Should we account for roast darkness when measuring coffee beans by weight? →
J. R. Daniel Kirk:
However, coffee bean weight is determined, to no little extent, by the water naturally present in the bean. When you roast a coffee bean, one effect of the roasting process is that the bean dries out.
The longer you roast the bean, the drier–and therefore lighter!–the bean becomes. …
So here’s the question: should we, in fact, measure coffee by volume rather than weight in order to produce more consistent coffee? Or, alternatively, should we vary the weight of coffee such that fewer grams are in play for darker roasts and more for lighter roasts?
Great question.
Water doesn’t account for much of an unroasted bean’s mass. According to strangers on the internet:
Water accounts for between 8 to 14 percent of the weight of unroasted coffee. … The total loss weight loss for an average roast is approximately 16 percent.
I like to use about 12g of beans in my AeroPress. That would be about 14g of unroasted beans, and honestly, I don’t think I would notice the difference between 12g and 14g most of the time. And that’s the weight difference for the entire roasting process.

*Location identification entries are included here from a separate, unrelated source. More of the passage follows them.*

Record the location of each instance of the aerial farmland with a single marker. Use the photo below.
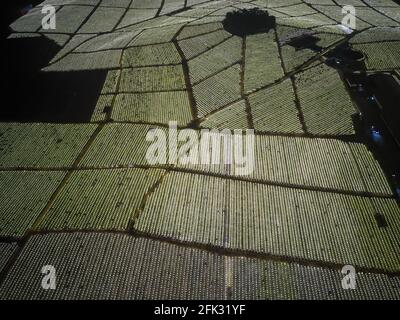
(318, 98)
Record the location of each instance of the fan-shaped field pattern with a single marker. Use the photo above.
(261, 50)
(85, 261)
(159, 107)
(24, 196)
(216, 59)
(108, 41)
(158, 54)
(197, 215)
(325, 103)
(163, 78)
(217, 91)
(381, 56)
(42, 145)
(100, 199)
(321, 163)
(274, 109)
(274, 220)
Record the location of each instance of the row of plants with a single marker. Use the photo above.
(42, 145)
(99, 199)
(24, 195)
(274, 109)
(309, 225)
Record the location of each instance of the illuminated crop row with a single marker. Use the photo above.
(158, 54)
(274, 109)
(326, 105)
(217, 91)
(99, 199)
(262, 65)
(160, 107)
(24, 195)
(42, 145)
(114, 266)
(215, 59)
(197, 45)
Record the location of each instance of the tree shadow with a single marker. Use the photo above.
(32, 95)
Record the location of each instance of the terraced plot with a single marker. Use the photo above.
(152, 79)
(99, 199)
(217, 91)
(214, 60)
(85, 261)
(261, 49)
(231, 117)
(194, 46)
(274, 109)
(24, 195)
(42, 145)
(158, 107)
(85, 198)
(255, 279)
(381, 56)
(159, 54)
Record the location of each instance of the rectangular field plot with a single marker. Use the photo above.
(313, 225)
(325, 103)
(108, 41)
(319, 163)
(24, 196)
(152, 79)
(160, 107)
(158, 54)
(232, 117)
(70, 18)
(381, 55)
(137, 15)
(186, 207)
(87, 61)
(102, 20)
(193, 31)
(6, 252)
(274, 109)
(196, 45)
(261, 280)
(118, 145)
(217, 91)
(42, 145)
(218, 58)
(140, 269)
(99, 199)
(156, 35)
(262, 65)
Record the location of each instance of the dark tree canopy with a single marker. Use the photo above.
(248, 21)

But the difference between light and dark roasts is very small relative to the entire roasting process. Most good roasts are likely to fall in the narrow band between 430–460°F.
All of the water, being heated far past its boiling point into steam, probably escapes long before the lightest usable roasting temperature is reached, leaving no meaningful water-weight difference between light and dark roasts.
But let’s assume that there’s a tiny difference. For a 12g serving, a 1% weight difference is about 1 coffee bean. Your kitchen scale probably isn’t precise enough to notice.
So there might be a water-weight difference between lighter and darker roasts, but it’s probably too small to matter when you brew.